Putting public interest second

Yesterday, I was puzzled that more newspapers didn’t see the late-night early morning session of the General Assembly as front-page news. (I know it happened past most deadlines, but the AP had a story available.)

More newspapers got on board this morning, thanks to strong statements by the governor and NCAE yesterday. Stories about the furtive session made the front pages of Charlotte, Raleigh, Greensboro, Winston, Fayetteville, Burlington, Asheville, Salisbury and Greenville, among others. Editorials in Charlotte, Raleigh, Greensboro and Wilmington condemned the action.
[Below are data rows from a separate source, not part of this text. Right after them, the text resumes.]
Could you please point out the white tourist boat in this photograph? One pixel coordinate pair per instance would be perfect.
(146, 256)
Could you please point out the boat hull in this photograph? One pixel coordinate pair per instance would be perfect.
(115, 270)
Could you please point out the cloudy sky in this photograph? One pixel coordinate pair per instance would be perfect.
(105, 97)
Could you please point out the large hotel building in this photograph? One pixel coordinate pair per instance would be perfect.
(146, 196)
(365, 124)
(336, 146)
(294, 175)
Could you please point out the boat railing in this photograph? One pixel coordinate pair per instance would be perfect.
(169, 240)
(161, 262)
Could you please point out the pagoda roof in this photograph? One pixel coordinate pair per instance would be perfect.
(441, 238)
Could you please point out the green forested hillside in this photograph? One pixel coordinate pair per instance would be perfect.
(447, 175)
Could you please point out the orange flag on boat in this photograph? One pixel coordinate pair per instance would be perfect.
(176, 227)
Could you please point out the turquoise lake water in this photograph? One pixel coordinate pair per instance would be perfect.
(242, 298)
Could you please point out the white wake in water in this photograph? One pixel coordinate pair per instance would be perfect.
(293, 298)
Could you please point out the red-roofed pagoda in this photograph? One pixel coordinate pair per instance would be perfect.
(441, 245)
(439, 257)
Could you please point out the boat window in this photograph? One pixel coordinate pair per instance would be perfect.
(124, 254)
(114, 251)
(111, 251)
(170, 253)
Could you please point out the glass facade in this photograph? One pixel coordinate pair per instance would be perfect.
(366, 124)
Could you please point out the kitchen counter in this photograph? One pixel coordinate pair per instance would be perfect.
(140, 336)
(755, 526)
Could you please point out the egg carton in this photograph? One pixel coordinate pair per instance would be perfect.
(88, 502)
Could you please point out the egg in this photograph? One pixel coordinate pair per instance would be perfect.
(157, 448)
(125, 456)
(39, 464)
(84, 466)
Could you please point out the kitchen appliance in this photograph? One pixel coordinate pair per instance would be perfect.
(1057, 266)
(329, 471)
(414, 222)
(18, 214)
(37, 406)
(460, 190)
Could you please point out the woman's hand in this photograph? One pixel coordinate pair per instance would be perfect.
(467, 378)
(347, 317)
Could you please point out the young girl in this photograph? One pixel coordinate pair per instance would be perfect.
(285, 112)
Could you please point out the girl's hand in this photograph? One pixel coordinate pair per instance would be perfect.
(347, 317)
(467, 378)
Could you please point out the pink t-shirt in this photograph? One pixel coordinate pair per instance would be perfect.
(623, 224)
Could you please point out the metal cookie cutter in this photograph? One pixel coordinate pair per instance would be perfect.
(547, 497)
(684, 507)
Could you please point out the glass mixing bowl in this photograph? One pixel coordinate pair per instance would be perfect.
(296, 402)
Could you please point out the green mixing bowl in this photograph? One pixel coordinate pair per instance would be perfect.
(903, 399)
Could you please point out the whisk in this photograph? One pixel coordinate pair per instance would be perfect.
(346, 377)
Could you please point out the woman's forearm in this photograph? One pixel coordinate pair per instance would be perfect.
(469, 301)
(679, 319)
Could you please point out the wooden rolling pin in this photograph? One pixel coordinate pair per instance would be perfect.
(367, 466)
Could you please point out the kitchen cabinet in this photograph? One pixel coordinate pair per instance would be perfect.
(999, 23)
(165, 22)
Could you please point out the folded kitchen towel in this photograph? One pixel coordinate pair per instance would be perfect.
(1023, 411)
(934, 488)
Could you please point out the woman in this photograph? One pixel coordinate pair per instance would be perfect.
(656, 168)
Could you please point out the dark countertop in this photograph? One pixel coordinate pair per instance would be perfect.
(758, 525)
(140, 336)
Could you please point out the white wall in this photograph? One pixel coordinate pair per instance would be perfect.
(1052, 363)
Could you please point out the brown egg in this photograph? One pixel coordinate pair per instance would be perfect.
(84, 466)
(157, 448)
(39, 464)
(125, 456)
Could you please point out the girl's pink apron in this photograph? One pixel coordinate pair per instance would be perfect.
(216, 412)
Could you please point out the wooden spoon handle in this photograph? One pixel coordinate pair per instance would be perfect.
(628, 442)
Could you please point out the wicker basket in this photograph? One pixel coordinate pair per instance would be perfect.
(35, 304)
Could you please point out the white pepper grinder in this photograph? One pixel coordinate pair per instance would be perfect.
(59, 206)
Good politics and good government are not contradictory. You just need legislators who put the public interest first.


Embarrassing politics as usual continues in Raleigh

The News & Observer’s lede rightly calls the General Assembly out this morning: “Just after 1 a.m. today, in a secreted session critics called unconstitutional, Republican legislative leaders passed a bill aimed at weakening the state’s largest teachers association.”

With shenanigans like this, it’s no wonder that the approval rating for elected officials is right down there with Casey Anthony’s, who has a new video diary, by the way. (Hey, maybe that’s an idea for the state legislature!)
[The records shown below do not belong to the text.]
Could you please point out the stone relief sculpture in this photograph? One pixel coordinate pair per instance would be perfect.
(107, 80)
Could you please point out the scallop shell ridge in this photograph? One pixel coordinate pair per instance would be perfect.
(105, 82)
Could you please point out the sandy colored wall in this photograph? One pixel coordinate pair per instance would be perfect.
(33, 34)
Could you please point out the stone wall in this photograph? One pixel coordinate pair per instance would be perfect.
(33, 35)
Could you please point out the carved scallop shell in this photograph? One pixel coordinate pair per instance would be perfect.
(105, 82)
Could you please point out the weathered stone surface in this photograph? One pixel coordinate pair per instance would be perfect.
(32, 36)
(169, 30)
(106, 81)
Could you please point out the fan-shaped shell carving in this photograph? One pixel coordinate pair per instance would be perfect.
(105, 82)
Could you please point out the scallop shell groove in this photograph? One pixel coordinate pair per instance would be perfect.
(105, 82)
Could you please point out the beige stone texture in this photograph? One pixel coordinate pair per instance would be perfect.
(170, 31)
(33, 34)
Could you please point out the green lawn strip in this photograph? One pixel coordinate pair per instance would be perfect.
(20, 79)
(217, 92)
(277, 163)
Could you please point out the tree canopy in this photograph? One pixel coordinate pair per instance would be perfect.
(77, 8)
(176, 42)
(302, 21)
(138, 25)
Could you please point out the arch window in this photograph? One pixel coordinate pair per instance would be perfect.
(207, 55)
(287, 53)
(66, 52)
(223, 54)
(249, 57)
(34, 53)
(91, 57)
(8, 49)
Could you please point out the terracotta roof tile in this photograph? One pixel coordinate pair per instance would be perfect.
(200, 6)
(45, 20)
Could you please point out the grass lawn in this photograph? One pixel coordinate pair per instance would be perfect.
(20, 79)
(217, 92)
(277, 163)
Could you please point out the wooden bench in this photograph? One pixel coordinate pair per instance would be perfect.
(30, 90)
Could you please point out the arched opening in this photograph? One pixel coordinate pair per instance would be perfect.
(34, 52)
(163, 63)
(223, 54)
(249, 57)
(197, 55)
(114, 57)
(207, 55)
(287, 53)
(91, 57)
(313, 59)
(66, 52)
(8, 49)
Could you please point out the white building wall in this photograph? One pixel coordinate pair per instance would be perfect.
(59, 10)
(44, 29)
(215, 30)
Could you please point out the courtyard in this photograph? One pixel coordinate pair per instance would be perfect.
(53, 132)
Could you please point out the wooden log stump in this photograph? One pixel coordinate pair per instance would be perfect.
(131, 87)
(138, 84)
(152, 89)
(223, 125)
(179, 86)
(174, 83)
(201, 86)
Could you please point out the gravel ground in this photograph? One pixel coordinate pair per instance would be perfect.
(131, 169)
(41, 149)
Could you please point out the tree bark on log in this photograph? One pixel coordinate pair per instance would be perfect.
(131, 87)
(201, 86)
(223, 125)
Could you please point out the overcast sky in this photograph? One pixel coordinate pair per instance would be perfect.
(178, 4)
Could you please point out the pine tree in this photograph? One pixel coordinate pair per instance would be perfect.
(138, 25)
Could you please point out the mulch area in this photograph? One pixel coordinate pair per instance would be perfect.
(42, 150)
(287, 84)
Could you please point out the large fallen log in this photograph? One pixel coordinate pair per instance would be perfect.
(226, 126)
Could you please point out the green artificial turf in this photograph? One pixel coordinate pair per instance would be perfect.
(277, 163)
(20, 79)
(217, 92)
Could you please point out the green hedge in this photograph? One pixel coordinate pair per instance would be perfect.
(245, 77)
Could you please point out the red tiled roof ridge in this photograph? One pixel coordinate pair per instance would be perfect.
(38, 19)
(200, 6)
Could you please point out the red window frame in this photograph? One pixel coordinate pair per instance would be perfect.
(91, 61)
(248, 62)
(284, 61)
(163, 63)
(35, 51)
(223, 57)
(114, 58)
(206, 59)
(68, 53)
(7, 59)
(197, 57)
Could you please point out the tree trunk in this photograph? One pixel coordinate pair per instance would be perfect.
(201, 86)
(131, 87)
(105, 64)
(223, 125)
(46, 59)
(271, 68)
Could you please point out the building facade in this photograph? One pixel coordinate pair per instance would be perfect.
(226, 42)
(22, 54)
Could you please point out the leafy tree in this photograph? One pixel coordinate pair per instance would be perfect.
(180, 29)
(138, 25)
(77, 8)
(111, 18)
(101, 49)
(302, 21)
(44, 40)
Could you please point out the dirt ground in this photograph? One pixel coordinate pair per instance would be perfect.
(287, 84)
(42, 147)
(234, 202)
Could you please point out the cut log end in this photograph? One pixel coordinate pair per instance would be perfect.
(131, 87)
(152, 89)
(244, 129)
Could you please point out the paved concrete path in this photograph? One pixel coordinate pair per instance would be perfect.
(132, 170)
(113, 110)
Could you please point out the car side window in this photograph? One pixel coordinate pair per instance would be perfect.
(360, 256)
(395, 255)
I don’t know that the issue — concerning the automatic deduction of dues from teacher paychecks to the N.C. Association of Educators — is one that most of the state’s citizens care much about. But the idea of legislators meeting in secret throughout the day and then calling surprise vote well past bedtime is abhorrent to good government. Unfortunately, it seems to be good politics, and there’s the rub. From Laura Leslie’s report:

“These bills were debated extensively during session. They’ve had full vetting,” responded House Rules chairman Tim Moore, R-Cleveland. “Whenever the will of the majority is to pass legislation without further delay, we should move forward.”

“Do you think 1:05 AM is a good time for the public to participate in this debate?” asked Paul Luebke, D-Durham.

“No time is better than the present,” Moore replied.

Best I can tell, the early morning action didn’t make any of the state’s newspapers’ print editions. That’s too bad, but hardly surprising, given that the action occurred a few minutes after 1 a.m., then the governor issued her comments at 1:16 a.m., followed by a news conference by Democrats. The front pages of the News & Observer and the News & Record bannered stories about the day’s actions up until about midnight with foreshadowing of the hijinks to come. And both the N&R and N&O websites have strong reports. (Not so much on the state’s other major newspaper sites.)

Do people still get angry over this kind of political behavior or are they resigned to it as more bad politics as usual?